La ripartizione 2014-2020, però, potrà essere rivista dalla Regione, che potrebbe decidere di spostare somme dal ricco Fesr al più povero Fse, cioè alla formazione professionale e ad altri interventi che fin qui hanno avuto più il sapore dell’ammortizzatore sociale. Una scelta di quel tipo – se la formazione non fosse completamente riformata, come più volte annunciato da Crocetta – impoverirebbe ulteriormente le risorse a disposizione per fare sviluppo autentico.

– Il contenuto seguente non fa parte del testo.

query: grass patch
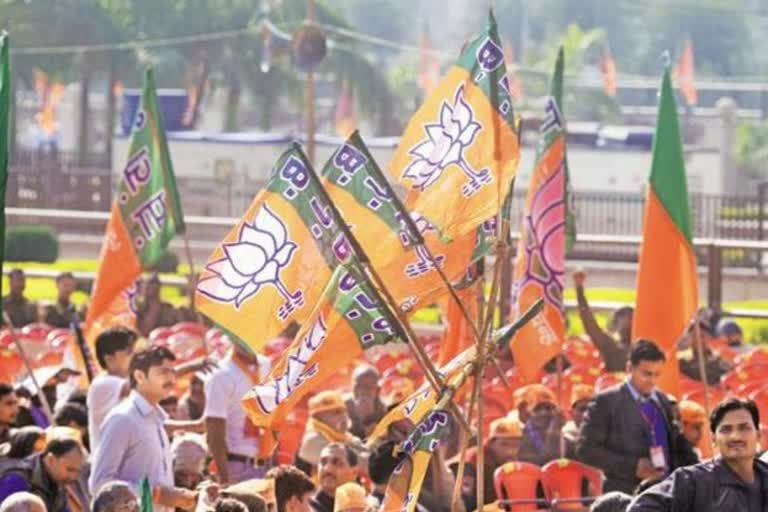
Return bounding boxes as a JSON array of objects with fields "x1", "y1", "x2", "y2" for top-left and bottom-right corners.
[{"x1": 5, "y1": 259, "x2": 768, "y2": 342}]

Questo il quadro relativo alla nuova tranche di fondi strutturali. Su cui però grava l’ipoteca della precedente programmazione. Per recuperare il ritardo sulla spesa dei vecchi fondi 2007-2013, la Regione ha operato una forte revisione del programma di spesa, decimando i fondi di alcuni assessorati dove l’impiego delle somme procedeva a rilento. La Programmazione è riuscita insomma a mettere il turbo, malgrado non ci sia ormai da quasi un anno l’assistenza tecnica (i contratti non sono stati rinnovati dalla Regione e nessuno è subentrato nel servizio). Ciò non di meno, nel periodo fra il febbraio 2013 e il febbraio 2014, la spesa registrata ha fatto segnare un incremento record dal 18,52 al 41,7 per cento. Insomma, si corre. Anche se per farlo, e non buttar via i soldi perché inutilizzati, si sta lavorando molto sui “retrospettivi”. In sostanza si tratta di progetti già avviati, ad esempio quelli sull’edilizia scolastica, che avrebbero dovuto attingere da altri fondi (per esempio fondi Cipe) e che invece saranno finanziati con i fondi europei. In questo senso il presidente della Regione Rosario Crocetta ha inviato nei giorni scorsi una direttiva, firmata anche dal dirigente generale della Programmazione Vincenzo Falgares, indirizzata a tutti gli assessori e i dirigenti generali che chiede proprio uno sprint sui “retrospettivi”, “per concorrere al raggiungimento degli obiettivi di spesa fissati per una positiva chiusura del programma, a partire da target per l’imminente scadenza del 31 maggio”. La direttiva si chiude con un ammonimento: “Non è superfluo ricordare – si legge nel documento – come tali adempimenti siano direttamente collegati agli obiettivi assegnati per l’utilizzo dei Fondi strutturali 2007-2013, il cui mancato raggiungimento oltre a comportare un grave danno all’economia della Regione avrebbe inevitabili refluenze sui profili di responsabilità amministrativa e contabile ascrivibili ai dipartimenti in indirizzo”.
L’obiettivo è quello di imputare alla spesa europea quanti più interventi possibili anche tra quelli già avviati e di farlo prima del prossimo comitato di sorveglianza – in programma come sempre a luglio – che dovrà fare il punto sulla precedente e sulla nuova programmazione. È chiaro, però, che imputare al programma europeo progetti già realizzati in altri ambiti certo salva i target di spesa ma dimostra ancora una volta un deficit di strategia e pianificazione iniziale nella spesa stessa. E la totale distrazione fin qui mostrata dal Parlamento regionale rispetto al tema della nuova programmazione europea, fa temere che questo deficit strategico possa ripetersi puntualmente anche sui nuovi, e più modesti, fondi da spendere da qui al 2023. Su questo, però, il governo ostenta fiducia: “Ci stiamo impegnando con grande dedizione al tema della programmazione – dice l’assessore Vancheri -. Il presidente gli dedica grande attenzione. Anche se alla fine dovessimo avere meno risorse, di certo la nuova programmazione punterà più sugli obiettivi che sulle azioni, come invece è successo per la precedente”.